Yangtze Drift (2014) and Audience





Readings of John Rash's documentary Yangtze Drift (2014) depend on the audience viewing this non-narrative documentary. An audience familiar with the history and context of the river and the Three Gorges Dam will view the film differently than will an audience unfamiliar with that context or observing it only from the outside.

For us, this beautiful documentary short broaches issues explored in Up the Yangtze (2007), which showcases lives transformed by the Three Gorges Dam, the biggest hydroelectric dam in history. Yangtze Drift provides a seemingly objective view of the river environment and its people, but it also left us with multiple questions:
·      What does the audience think about the environmental consequences to the Yangtze now that the dam is complete?
·      Is this river now placid because of this result?
·      How would an outside audience understand the changes created by the dam?
·      Do local audiences who watch it accept these changes as natural? How does the rhetoric differ for this audinence?
·      Do they accept the new eco-system created by the dam as something that remains unquestioned?
·      What changes have occurred off screen?




From an outsider perspective, waving weeds open and close Yangtze Drift and serve as both an introduction to the drifting river and a frame for this direct cinema poem.

After an overhead shot of the river, we hear singing before the film fades to black and changes scenes to another overhead shot on shore of buildings, trees, and ruined skyscrapers.

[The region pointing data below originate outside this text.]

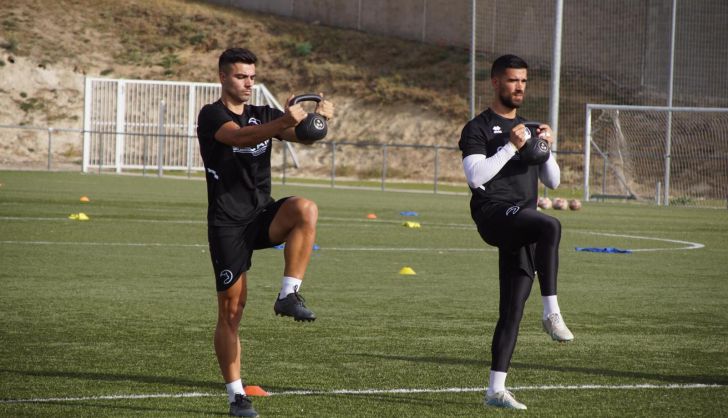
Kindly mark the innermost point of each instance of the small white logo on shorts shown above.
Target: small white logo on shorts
(226, 276)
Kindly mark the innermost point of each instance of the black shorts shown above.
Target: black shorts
(231, 247)
(499, 226)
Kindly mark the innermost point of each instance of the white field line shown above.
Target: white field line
(367, 392)
(688, 245)
(685, 245)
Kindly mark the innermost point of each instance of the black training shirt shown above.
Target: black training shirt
(238, 179)
(516, 183)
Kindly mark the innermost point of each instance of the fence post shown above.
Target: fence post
(604, 174)
(285, 160)
(102, 138)
(160, 148)
(50, 137)
(384, 164)
(144, 155)
(333, 163)
(437, 165)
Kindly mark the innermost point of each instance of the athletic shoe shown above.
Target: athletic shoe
(555, 327)
(242, 407)
(294, 305)
(503, 399)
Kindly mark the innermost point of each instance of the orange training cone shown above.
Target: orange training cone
(255, 391)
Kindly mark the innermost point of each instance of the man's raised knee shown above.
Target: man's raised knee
(307, 211)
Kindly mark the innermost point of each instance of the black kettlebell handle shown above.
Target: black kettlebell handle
(308, 97)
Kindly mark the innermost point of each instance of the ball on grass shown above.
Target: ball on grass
(574, 204)
(544, 203)
(560, 204)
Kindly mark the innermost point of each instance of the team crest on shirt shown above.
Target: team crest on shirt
(256, 150)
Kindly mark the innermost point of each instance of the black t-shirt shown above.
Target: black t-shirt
(238, 179)
(516, 183)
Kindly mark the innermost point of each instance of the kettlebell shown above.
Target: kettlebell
(314, 127)
(536, 150)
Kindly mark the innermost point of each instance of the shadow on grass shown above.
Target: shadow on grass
(108, 377)
(697, 379)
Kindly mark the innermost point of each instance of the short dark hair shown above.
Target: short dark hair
(235, 55)
(504, 62)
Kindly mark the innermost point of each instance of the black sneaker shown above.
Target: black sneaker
(294, 305)
(242, 407)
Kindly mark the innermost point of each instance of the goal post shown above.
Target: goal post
(672, 155)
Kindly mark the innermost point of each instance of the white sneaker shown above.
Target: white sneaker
(555, 327)
(503, 399)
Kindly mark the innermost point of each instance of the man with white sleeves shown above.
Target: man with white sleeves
(503, 206)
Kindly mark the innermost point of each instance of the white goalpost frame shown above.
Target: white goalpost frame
(588, 140)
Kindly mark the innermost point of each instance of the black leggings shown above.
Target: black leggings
(516, 235)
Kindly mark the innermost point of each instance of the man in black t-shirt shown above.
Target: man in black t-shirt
(503, 206)
(235, 142)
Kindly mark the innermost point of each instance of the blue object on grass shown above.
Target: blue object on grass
(610, 250)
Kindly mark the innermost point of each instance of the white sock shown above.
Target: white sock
(497, 382)
(550, 305)
(288, 286)
(233, 388)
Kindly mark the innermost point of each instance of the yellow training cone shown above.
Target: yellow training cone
(407, 271)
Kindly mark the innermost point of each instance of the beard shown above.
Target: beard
(509, 101)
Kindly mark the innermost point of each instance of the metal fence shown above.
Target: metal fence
(626, 52)
(335, 163)
(126, 122)
(674, 155)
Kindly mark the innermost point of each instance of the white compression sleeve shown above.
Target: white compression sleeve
(480, 169)
(550, 173)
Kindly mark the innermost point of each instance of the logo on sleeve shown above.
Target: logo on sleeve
(512, 210)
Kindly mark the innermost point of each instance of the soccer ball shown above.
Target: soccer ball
(544, 203)
(574, 204)
(560, 204)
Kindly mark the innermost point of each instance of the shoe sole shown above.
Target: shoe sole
(297, 319)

The shot pans past this part of the city to a highway near the shore. Shots of cars seem to roll into images boats and the river. From above the Yangtze looks silent and flat, but as the camera moves closer, we see ripples. As if peering through tourists’ lenses, we see flowing shore grasses and a smaller boat passing by.

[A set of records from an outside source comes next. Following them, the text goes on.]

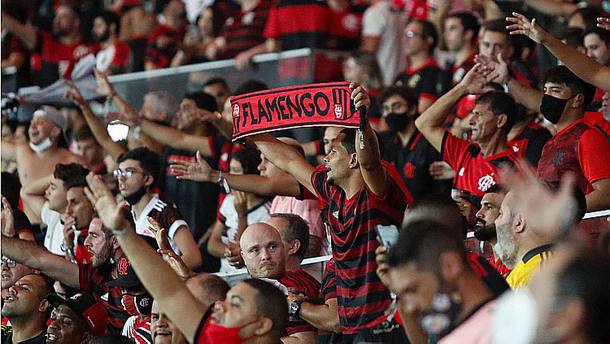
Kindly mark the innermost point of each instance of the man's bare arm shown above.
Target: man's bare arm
(156, 276)
(9, 151)
(32, 255)
(286, 158)
(100, 133)
(324, 317)
(175, 138)
(582, 65)
(25, 33)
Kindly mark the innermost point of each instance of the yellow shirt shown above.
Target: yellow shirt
(522, 273)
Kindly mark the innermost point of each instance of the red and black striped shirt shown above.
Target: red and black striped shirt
(94, 280)
(243, 30)
(362, 299)
(303, 284)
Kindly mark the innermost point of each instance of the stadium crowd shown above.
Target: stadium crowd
(456, 213)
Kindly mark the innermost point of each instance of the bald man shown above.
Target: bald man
(265, 257)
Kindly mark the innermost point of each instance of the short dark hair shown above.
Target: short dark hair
(603, 34)
(69, 172)
(349, 140)
(422, 242)
(149, 160)
(216, 80)
(563, 75)
(111, 18)
(203, 100)
(249, 158)
(500, 103)
(428, 30)
(573, 36)
(406, 93)
(587, 277)
(270, 303)
(469, 23)
(298, 229)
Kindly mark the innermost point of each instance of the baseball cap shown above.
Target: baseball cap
(54, 115)
(84, 304)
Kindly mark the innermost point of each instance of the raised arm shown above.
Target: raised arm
(286, 158)
(158, 278)
(582, 65)
(33, 198)
(26, 33)
(9, 150)
(430, 123)
(201, 171)
(95, 124)
(32, 255)
(175, 138)
(367, 152)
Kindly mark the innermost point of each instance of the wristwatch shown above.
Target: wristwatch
(295, 307)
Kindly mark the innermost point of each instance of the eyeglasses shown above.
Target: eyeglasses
(11, 263)
(412, 34)
(118, 173)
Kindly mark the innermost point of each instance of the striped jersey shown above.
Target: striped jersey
(362, 299)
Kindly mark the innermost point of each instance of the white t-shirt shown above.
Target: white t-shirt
(55, 230)
(381, 20)
(228, 216)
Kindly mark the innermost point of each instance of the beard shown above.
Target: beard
(484, 232)
(506, 249)
(102, 38)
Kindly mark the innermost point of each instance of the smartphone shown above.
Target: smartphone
(387, 235)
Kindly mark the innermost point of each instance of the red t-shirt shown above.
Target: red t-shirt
(578, 148)
(474, 173)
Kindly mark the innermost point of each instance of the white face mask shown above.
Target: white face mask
(516, 318)
(43, 146)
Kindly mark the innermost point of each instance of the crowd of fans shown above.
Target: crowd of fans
(453, 215)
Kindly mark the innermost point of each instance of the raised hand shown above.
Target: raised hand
(546, 211)
(199, 171)
(359, 96)
(498, 68)
(476, 78)
(240, 202)
(74, 94)
(523, 26)
(104, 87)
(8, 219)
(113, 215)
(604, 23)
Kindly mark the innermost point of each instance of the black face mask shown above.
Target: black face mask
(136, 196)
(552, 108)
(441, 318)
(397, 121)
(484, 233)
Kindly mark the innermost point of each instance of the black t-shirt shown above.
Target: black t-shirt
(413, 163)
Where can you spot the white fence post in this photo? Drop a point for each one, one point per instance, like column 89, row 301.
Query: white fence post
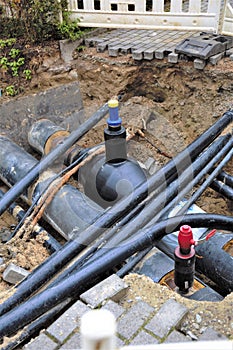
column 194, row 15
column 98, row 329
column 195, row 6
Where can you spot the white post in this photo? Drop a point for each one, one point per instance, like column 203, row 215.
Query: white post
column 176, row 6
column 158, row 6
column 98, row 329
column 194, row 6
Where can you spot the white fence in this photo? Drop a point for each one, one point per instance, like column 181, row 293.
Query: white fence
column 199, row 15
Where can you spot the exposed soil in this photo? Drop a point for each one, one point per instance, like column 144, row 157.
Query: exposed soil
column 171, row 105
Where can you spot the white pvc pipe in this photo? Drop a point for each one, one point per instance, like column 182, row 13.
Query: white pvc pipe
column 98, row 329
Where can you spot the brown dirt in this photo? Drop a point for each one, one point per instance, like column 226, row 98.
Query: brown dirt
column 173, row 104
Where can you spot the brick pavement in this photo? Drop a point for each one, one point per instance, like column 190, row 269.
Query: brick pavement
column 140, row 324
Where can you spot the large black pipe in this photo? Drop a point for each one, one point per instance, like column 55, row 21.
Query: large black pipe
column 206, row 183
column 36, row 326
column 80, row 211
column 222, row 189
column 48, row 160
column 58, row 260
column 167, row 199
column 51, row 243
column 226, row 178
column 89, row 275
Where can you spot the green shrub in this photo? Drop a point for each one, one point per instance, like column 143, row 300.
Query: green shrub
column 37, row 21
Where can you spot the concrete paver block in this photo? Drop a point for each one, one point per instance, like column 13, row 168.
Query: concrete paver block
column 176, row 337
column 216, row 58
column 199, row 64
column 41, row 342
column 113, row 288
column 144, row 338
column 73, row 343
column 161, row 323
column 14, row 274
column 68, row 322
column 129, row 324
column 173, row 57
column 211, row 334
column 115, row 308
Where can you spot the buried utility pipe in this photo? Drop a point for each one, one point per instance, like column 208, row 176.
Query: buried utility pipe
column 36, row 326
column 128, row 228
column 80, row 211
column 71, row 286
column 45, row 162
column 58, row 260
column 206, row 183
column 177, row 189
column 226, row 178
column 51, row 243
column 222, row 189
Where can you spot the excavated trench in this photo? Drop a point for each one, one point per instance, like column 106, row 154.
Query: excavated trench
column 166, row 106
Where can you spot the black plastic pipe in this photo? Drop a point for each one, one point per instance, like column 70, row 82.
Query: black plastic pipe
column 36, row 326
column 206, row 183
column 51, row 243
column 219, row 154
column 222, row 189
column 45, row 162
column 80, row 211
column 226, row 178
column 89, row 275
column 58, row 260
column 167, row 199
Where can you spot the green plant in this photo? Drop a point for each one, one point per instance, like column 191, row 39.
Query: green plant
column 28, row 74
column 4, row 63
column 11, row 91
column 14, row 53
column 13, row 66
column 7, row 42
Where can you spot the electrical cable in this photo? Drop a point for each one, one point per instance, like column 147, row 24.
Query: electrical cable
column 83, row 238
column 51, row 243
column 40, row 303
column 222, row 189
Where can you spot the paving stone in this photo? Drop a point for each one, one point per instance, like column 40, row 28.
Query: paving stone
column 68, row 322
column 144, row 338
column 216, row 58
column 113, row 51
column 173, row 57
column 129, row 324
column 41, row 342
column 159, row 54
column 229, row 52
column 115, row 308
column 149, row 54
column 176, row 337
column 199, row 64
column 169, row 316
column 112, row 287
column 14, row 274
column 211, row 334
column 73, row 343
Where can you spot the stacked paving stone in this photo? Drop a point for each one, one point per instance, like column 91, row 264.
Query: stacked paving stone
column 150, row 44
column 142, row 44
column 138, row 325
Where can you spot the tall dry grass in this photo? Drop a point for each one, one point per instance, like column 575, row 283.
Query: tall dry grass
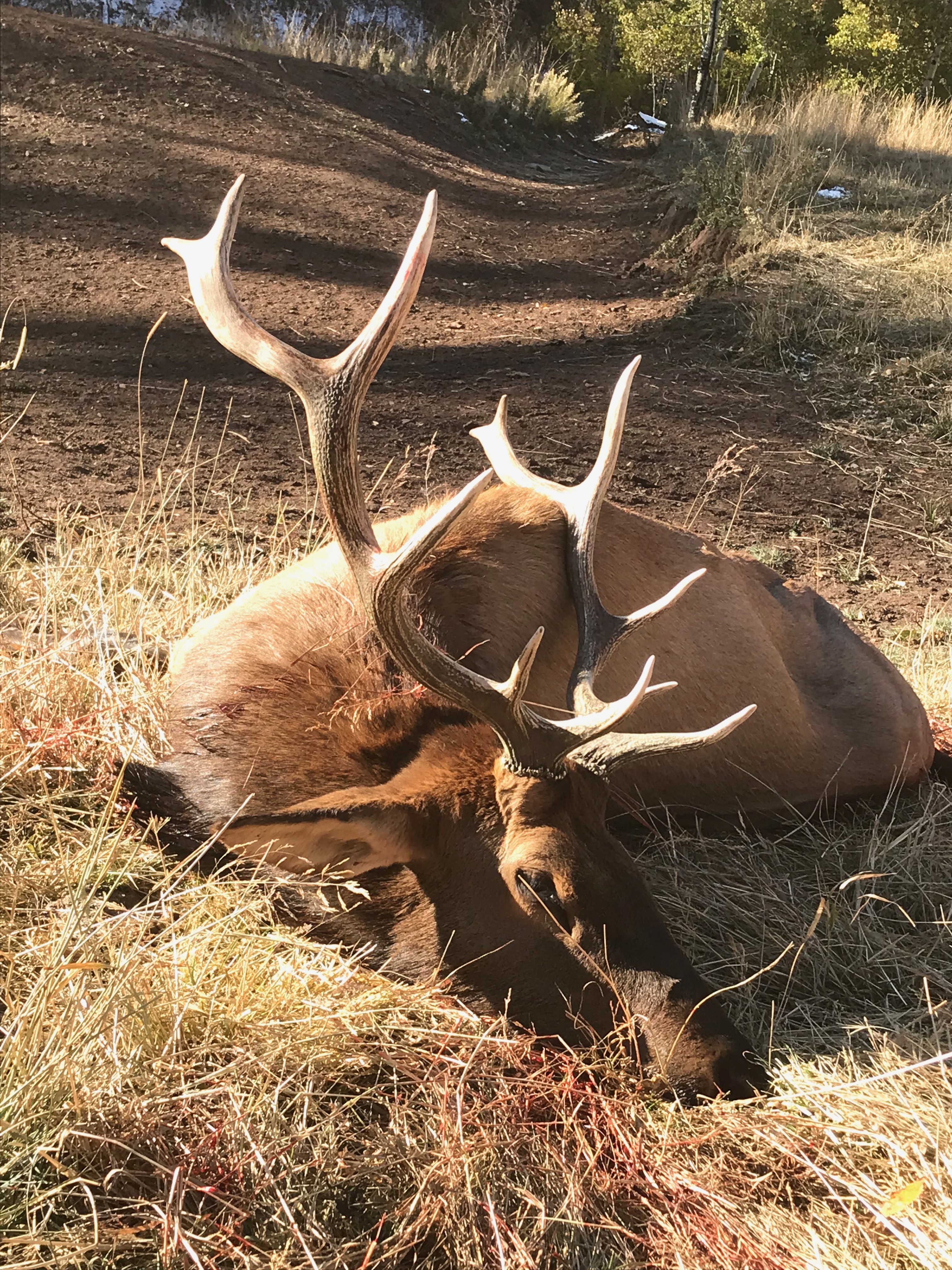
column 496, row 79
column 184, row 1080
column 862, row 281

A man rows and sings. Other rippled surfaces reflect the water—an old woman’s face, shadows of waves on a wall where the river seems to have flooded up to a door.

Other scenes show people looking out windows at the river. One takes pictures. A boat floats by.

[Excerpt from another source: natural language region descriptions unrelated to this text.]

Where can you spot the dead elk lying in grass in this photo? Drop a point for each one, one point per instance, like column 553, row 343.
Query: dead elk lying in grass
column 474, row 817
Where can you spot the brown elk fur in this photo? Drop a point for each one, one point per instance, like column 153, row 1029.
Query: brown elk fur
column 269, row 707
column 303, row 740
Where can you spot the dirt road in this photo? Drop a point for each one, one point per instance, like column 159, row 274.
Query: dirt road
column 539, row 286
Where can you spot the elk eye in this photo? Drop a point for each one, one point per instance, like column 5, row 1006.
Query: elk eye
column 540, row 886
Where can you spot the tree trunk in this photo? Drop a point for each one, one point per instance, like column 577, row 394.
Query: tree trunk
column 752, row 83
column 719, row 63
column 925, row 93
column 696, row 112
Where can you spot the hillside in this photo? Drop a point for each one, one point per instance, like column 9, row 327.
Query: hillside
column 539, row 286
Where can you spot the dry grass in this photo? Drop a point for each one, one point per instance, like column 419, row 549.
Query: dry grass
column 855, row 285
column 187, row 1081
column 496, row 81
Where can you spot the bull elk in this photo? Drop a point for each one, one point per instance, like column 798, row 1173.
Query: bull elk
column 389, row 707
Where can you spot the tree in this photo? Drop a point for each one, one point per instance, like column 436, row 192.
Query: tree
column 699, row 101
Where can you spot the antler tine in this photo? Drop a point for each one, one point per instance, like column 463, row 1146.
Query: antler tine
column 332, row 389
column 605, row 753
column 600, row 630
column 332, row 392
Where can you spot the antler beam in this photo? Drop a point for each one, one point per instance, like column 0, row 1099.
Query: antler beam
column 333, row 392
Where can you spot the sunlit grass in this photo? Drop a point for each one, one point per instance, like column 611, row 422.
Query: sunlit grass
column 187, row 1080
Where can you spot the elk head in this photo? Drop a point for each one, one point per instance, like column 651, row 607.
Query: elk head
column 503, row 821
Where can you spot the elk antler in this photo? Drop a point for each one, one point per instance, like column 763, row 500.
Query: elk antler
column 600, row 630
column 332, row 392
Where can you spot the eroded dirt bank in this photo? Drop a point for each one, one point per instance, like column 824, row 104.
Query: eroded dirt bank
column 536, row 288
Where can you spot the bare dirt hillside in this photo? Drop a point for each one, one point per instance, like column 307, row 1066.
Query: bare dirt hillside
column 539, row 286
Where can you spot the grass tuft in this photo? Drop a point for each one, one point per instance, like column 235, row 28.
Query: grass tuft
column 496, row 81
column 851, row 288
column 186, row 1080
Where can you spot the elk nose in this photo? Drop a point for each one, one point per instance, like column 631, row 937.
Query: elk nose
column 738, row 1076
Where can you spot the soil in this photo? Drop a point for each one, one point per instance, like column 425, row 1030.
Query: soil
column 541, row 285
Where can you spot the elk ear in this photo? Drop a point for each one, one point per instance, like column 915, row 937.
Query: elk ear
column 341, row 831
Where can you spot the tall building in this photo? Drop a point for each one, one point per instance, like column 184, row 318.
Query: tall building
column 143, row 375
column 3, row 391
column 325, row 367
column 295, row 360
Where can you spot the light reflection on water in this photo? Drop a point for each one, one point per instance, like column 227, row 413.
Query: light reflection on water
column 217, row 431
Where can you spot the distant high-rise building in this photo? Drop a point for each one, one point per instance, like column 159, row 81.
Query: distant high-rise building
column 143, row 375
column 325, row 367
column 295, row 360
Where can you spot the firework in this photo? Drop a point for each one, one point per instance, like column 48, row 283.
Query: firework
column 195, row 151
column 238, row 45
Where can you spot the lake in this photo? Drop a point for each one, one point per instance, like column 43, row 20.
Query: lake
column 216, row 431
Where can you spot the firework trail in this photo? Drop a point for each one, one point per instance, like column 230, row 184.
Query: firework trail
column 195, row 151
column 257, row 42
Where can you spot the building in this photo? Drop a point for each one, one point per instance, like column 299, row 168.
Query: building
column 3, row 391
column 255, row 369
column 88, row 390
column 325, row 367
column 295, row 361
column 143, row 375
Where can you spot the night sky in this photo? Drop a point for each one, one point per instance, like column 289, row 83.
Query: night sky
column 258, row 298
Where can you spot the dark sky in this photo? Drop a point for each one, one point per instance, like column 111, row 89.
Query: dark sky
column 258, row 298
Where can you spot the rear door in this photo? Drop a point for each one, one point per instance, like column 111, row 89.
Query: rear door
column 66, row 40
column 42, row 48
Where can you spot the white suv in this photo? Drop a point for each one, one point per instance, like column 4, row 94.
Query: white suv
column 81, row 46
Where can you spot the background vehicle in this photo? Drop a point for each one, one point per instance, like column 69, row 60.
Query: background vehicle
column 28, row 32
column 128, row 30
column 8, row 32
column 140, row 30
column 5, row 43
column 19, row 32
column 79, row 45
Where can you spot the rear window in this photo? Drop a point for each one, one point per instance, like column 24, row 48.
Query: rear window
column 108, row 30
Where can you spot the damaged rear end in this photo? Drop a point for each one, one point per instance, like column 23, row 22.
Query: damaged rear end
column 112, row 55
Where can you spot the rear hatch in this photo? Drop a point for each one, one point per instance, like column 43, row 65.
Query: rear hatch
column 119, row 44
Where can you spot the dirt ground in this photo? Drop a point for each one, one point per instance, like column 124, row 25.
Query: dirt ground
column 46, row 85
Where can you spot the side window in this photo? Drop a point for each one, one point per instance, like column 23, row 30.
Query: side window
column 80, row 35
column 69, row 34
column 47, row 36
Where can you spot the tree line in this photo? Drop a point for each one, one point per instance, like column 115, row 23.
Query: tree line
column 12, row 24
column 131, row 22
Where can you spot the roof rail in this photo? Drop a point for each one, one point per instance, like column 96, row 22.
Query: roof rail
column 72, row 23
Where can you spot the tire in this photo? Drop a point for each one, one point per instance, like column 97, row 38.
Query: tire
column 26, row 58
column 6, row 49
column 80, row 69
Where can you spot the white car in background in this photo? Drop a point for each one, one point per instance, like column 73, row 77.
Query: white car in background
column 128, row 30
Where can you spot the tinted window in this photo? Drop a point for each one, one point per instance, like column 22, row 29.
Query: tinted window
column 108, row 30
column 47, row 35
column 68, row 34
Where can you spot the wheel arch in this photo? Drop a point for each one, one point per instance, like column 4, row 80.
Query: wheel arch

When rain begins, ripples in geometric shapes form in wash basins and large noodle pots. Shot in low angle, the flow of water seems to transform a street into a stream. The rain continues in the widening river, forming works of abstract art on the water.



Tourists on board a tour boat photograph the river and shore under umbrellas. Here the river is surrounded by cliffs. A small motorboat goes by the larger tour boat, revealing the lack of diegetic sound on board. We hear murmurings of voices, but the small boat’s loud engine stands out.

Back on shore at another spot on the river, people exercise on a beach. A fisherman drips his line in the water off some rocks.

Across the river, a city appears, and the camera shifts again to another overhead shot of skyscrapers lit for night. The pan of this city moves down to young people on steps beside the river listening to a band play “Let it Be” from the Beatles. A woman with a dog wades in the water. Vendors sell barbecue on sticks. Couples look out at lit skyscrapers. Cell phones are everywhere.

This pan transforms into part of what looks like a tourism film of the evolution of a mega city. On various screens, images of birds on the river appear. A poster advertises the Tribe of the Three Gorges, but includes pictures of women with machine guns, as well. A rapidly moving tour bus goes past, and then we are on board among the diverse tourists of various races and nationalities. The river is wide and deep. A tour guide points out various sites, including a dam under construction. Is it the Three Gorges Dam? The explanation of the huge mountains on both sides is in English.

But then it seems we are back to our opening setting. We hear thunder and watch the singing man row his boat. Shadows of water ripples replicate the river on the walls he passes. A note on a boat claims this is the number one water town in China. Pedestrians cross over a bridge. Crowds walk by the camera. Boats float on the water and birds float over grasses blowing in the breeze. The screen grows darker and the film ends.



When the title comes up, however, it shows a drawing of the bridge and the filmmaker’s name end the film, leaving us wondering if both the river environment and the human constructions around it are artificial. This view of the river is making a statement, but that statement differs according to the audience viewing it.